Asus M4A79T Deluxe
Features and Layout
Four PCIe 2.0 slots and an eSATA port make the M4A79T Deluxe an enthusiast part, but the single Gigabit Ethernet port separates it from other high-end boards.
We’re not going to second-guess Asus’ design decisions, but the reason AMD originally pushed four-slot 790FX motherboard designs was for four-way CrossFireX support. The configuration is possible on the M4A79T Deluxe, but only with single-slot cards such as the Radeon HD 4850 with reference-design cooling.
Electronic switches allow the M4A79T Deluxe to automatically configure its x16-length slots as dual x16, quad x8, or single x16 and dual x8 pathways. A fifth switch for each secondary slot allows it to use alternative pathways when an x1 card is installed.
An internal feature “missing” from the M4A79T Deluxe is any third-party hard drive controller.

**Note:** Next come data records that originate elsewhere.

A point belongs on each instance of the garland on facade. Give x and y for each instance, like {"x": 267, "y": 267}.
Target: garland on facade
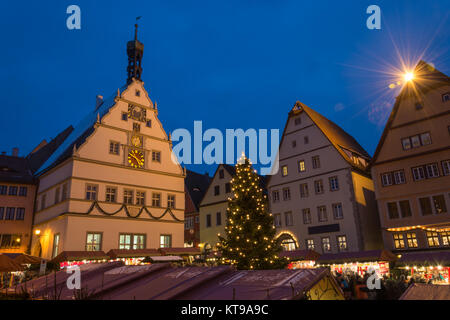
{"x": 95, "y": 204}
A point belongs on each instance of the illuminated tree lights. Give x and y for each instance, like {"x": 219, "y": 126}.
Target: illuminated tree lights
{"x": 250, "y": 242}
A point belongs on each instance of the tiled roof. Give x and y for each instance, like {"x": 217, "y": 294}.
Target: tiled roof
{"x": 196, "y": 185}
{"x": 79, "y": 134}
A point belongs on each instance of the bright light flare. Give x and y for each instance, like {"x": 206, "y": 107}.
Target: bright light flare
{"x": 409, "y": 76}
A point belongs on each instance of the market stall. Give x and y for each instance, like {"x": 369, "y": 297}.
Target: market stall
{"x": 358, "y": 262}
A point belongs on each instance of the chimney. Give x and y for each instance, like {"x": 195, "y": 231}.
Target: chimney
{"x": 98, "y": 101}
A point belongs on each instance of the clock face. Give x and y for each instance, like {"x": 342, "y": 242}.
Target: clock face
{"x": 136, "y": 141}
{"x": 136, "y": 159}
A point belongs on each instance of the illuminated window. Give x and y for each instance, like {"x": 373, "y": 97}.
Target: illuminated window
{"x": 128, "y": 196}
{"x": 433, "y": 239}
{"x": 93, "y": 241}
{"x": 304, "y": 190}
{"x": 55, "y": 249}
{"x": 316, "y": 162}
{"x": 140, "y": 198}
{"x": 91, "y": 191}
{"x": 165, "y": 241}
{"x": 111, "y": 194}
{"x": 286, "y": 194}
{"x": 322, "y": 213}
{"x": 337, "y": 211}
{"x": 342, "y": 243}
{"x": 306, "y": 216}
{"x": 171, "y": 201}
{"x": 318, "y": 186}
{"x": 156, "y": 199}
{"x": 310, "y": 244}
{"x": 399, "y": 241}
{"x": 412, "y": 239}
{"x": 326, "y": 244}
{"x": 301, "y": 166}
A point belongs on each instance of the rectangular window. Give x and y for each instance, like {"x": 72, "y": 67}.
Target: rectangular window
{"x": 304, "y": 190}
{"x": 406, "y": 143}
{"x": 433, "y": 239}
{"x": 425, "y": 206}
{"x": 125, "y": 241}
{"x": 156, "y": 156}
{"x": 128, "y": 196}
{"x": 439, "y": 204}
{"x": 10, "y": 213}
{"x": 432, "y": 170}
{"x": 405, "y": 208}
{"x": 418, "y": 173}
{"x": 307, "y": 219}
{"x": 301, "y": 166}
{"x": 111, "y": 194}
{"x": 286, "y": 194}
{"x": 334, "y": 183}
{"x": 93, "y": 241}
{"x": 275, "y": 196}
{"x": 399, "y": 177}
{"x": 318, "y": 186}
{"x": 446, "y": 167}
{"x": 91, "y": 191}
{"x": 445, "y": 237}
{"x": 55, "y": 249}
{"x": 415, "y": 141}
{"x": 12, "y": 191}
{"x": 316, "y": 162}
{"x": 156, "y": 199}
{"x": 386, "y": 179}
{"x": 392, "y": 210}
{"x": 57, "y": 192}
{"x": 277, "y": 220}
{"x": 43, "y": 200}
{"x": 411, "y": 239}
{"x": 171, "y": 201}
{"x": 342, "y": 243}
{"x": 337, "y": 211}
{"x": 288, "y": 219}
{"x": 326, "y": 244}
{"x": 399, "y": 241}
{"x": 140, "y": 198}
{"x": 208, "y": 220}
{"x": 218, "y": 218}
{"x": 23, "y": 191}
{"x": 165, "y": 241}
{"x": 322, "y": 213}
{"x": 310, "y": 244}
{"x": 65, "y": 193}
{"x": 20, "y": 214}
{"x": 425, "y": 138}
{"x": 114, "y": 147}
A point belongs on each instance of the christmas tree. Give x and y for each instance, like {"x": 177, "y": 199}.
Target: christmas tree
{"x": 249, "y": 240}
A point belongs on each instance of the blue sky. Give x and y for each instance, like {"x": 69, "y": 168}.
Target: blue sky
{"x": 231, "y": 64}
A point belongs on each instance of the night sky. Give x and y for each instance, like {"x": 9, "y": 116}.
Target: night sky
{"x": 231, "y": 64}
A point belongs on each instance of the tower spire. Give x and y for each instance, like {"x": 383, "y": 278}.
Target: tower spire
{"x": 135, "y": 51}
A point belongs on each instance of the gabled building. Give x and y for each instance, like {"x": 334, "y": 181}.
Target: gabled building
{"x": 196, "y": 185}
{"x": 112, "y": 183}
{"x": 213, "y": 206}
{"x": 322, "y": 198}
{"x": 411, "y": 165}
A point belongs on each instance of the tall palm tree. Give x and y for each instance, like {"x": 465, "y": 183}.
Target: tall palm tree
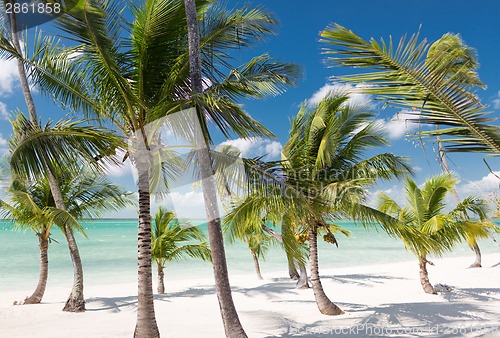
{"x": 406, "y": 77}
{"x": 325, "y": 176}
{"x": 12, "y": 49}
{"x": 47, "y": 151}
{"x": 171, "y": 240}
{"x": 232, "y": 325}
{"x": 32, "y": 207}
{"x": 463, "y": 64}
{"x": 137, "y": 76}
{"x": 426, "y": 228}
{"x": 26, "y": 210}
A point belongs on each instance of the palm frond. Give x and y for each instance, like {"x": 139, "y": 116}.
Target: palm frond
{"x": 405, "y": 77}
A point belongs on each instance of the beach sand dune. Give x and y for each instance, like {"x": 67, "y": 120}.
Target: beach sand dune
{"x": 379, "y": 301}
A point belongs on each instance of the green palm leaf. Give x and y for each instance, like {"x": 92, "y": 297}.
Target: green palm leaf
{"x": 406, "y": 77}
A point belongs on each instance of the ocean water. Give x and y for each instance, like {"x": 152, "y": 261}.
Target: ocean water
{"x": 109, "y": 254}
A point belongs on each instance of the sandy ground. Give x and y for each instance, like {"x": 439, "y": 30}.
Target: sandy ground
{"x": 379, "y": 301}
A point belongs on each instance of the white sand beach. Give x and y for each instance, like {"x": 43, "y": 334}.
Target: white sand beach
{"x": 379, "y": 301}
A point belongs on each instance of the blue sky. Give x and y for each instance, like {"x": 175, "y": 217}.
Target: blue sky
{"x": 297, "y": 41}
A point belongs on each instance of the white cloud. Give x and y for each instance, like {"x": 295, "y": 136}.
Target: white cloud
{"x": 3, "y": 142}
{"x": 8, "y": 76}
{"x": 399, "y": 125}
{"x": 488, "y": 184}
{"x": 356, "y": 97}
{"x": 125, "y": 169}
{"x": 496, "y": 101}
{"x": 254, "y": 146}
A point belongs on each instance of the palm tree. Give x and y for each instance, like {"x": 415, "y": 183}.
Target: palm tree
{"x": 426, "y": 228}
{"x": 232, "y": 325}
{"x": 32, "y": 207}
{"x": 47, "y": 151}
{"x": 171, "y": 241}
{"x": 12, "y": 48}
{"x": 26, "y": 210}
{"x": 406, "y": 77}
{"x": 324, "y": 176}
{"x": 136, "y": 77}
{"x": 464, "y": 64}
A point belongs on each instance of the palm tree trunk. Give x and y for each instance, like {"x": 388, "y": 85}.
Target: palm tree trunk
{"x": 477, "y": 251}
{"x": 161, "y": 279}
{"x": 444, "y": 161}
{"x": 325, "y": 305}
{"x": 302, "y": 282}
{"x": 232, "y": 325}
{"x": 424, "y": 276}
{"x": 75, "y": 302}
{"x": 36, "y": 297}
{"x": 256, "y": 263}
{"x": 292, "y": 269}
{"x": 146, "y": 326}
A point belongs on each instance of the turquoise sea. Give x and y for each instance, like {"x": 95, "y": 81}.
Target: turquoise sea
{"x": 109, "y": 255}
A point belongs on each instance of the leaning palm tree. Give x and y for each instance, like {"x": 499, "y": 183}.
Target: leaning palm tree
{"x": 26, "y": 210}
{"x": 463, "y": 64}
{"x": 32, "y": 207}
{"x": 406, "y": 77}
{"x": 50, "y": 150}
{"x": 171, "y": 241}
{"x": 426, "y": 228}
{"x": 324, "y": 176}
{"x": 137, "y": 76}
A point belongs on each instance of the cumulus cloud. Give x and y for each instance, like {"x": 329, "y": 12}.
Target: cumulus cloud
{"x": 254, "y": 146}
{"x": 487, "y": 184}
{"x": 8, "y": 76}
{"x": 3, "y": 142}
{"x": 496, "y": 101}
{"x": 356, "y": 96}
{"x": 4, "y": 113}
{"x": 125, "y": 169}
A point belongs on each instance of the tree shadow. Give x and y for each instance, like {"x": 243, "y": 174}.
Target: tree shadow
{"x": 360, "y": 279}
{"x": 113, "y": 304}
{"x": 437, "y": 319}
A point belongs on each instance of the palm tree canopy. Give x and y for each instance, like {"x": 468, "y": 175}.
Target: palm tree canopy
{"x": 425, "y": 226}
{"x": 174, "y": 241}
{"x": 58, "y": 147}
{"x": 416, "y": 76}
{"x": 85, "y": 194}
{"x": 136, "y": 72}
{"x": 323, "y": 175}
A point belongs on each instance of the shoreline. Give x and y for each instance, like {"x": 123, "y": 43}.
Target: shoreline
{"x": 384, "y": 297}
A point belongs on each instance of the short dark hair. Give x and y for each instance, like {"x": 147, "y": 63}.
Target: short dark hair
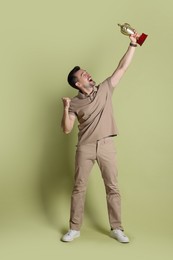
{"x": 72, "y": 78}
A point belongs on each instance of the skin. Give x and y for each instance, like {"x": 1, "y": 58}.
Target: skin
{"x": 85, "y": 83}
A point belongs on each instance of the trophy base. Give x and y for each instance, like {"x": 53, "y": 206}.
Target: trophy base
{"x": 142, "y": 38}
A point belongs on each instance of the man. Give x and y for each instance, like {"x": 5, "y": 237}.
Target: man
{"x": 92, "y": 107}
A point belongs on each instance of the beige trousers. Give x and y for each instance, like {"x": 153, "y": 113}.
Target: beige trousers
{"x": 103, "y": 152}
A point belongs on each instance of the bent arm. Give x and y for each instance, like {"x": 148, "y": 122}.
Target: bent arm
{"x": 124, "y": 62}
{"x": 68, "y": 119}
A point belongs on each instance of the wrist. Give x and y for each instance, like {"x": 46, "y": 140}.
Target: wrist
{"x": 133, "y": 44}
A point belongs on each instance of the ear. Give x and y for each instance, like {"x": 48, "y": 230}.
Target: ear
{"x": 77, "y": 84}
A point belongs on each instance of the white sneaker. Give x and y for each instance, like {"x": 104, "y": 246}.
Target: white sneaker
{"x": 70, "y": 235}
{"x": 119, "y": 235}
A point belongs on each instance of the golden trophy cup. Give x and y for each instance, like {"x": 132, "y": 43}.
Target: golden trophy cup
{"x": 127, "y": 30}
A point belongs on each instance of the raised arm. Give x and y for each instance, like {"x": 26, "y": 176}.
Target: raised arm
{"x": 68, "y": 119}
{"x": 125, "y": 61}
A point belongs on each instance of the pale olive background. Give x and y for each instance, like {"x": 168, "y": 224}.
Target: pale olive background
{"x": 40, "y": 42}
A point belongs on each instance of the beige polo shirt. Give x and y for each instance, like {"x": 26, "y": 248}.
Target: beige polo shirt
{"x": 94, "y": 113}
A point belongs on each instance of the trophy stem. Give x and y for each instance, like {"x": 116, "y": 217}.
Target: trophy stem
{"x": 142, "y": 38}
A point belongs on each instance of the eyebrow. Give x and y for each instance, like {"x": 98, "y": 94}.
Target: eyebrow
{"x": 83, "y": 72}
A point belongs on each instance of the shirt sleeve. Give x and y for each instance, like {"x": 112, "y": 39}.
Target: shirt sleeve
{"x": 71, "y": 110}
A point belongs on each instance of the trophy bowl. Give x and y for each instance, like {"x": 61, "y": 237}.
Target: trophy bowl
{"x": 127, "y": 30}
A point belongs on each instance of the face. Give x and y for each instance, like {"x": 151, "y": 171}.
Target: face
{"x": 84, "y": 80}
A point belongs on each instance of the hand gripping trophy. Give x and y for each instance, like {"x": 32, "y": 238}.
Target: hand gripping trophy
{"x": 126, "y": 29}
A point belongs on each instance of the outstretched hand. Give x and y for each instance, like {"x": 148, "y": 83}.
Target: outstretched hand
{"x": 134, "y": 37}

Asus instead directs one of the chipset’s SATA 3.0 Gb/s ports to I/O-panel eSATA, resulting in five internal ports. Two of the ports face forward, which could be problematic for some older case designs that have a hard drive cage blocking access.
Three of the remaining ports that face outward from the surface are ideally placed for nearly any mid-tower case, but some full-towers will require extra-long SATA cables to reach the upper bays. Any dual-GPU card could cover up these ports in the center black slot, but the blue slots are the proper places for a pair of Radeon HD 4870 X2s. Single-GPU cards typically used in three- and four-card configurations are short enough to prevent conflicts.
Power, fan, Ultra ATA, and USB port interfaces are all in acceptable locations, but a quick look at the bottom rear corner provides reason for a few complaints. Front-panel audio (off-white) and FireWire (red) connectors are far too difficult to reach with cables coming from upper-bay front-panel ports, while the floppy header—usually required only for adding AHCI or RAID drivers during Windows XP installation—is too far away from a standard case’s external 3.5” bay.
BIOS
A list of voltage and frequency ranges can be found in the overclocking comparison of this review.
The Asus Ai Tweaker menu contains many basic and a few advanced-clock and voltage controls.
DRAM timings are found within an Ai Tweaker sub-menu.
EZ Flash 2 allows updating BIOS from non-bootable media, while Asus OC Profile stores custom BIOS settings for future use.
Accessories
Two CrossFire bridges and a short SATA cable add value to a traditional accessory kit. However, the outdated floppy cable is gone. Good riddance, we say.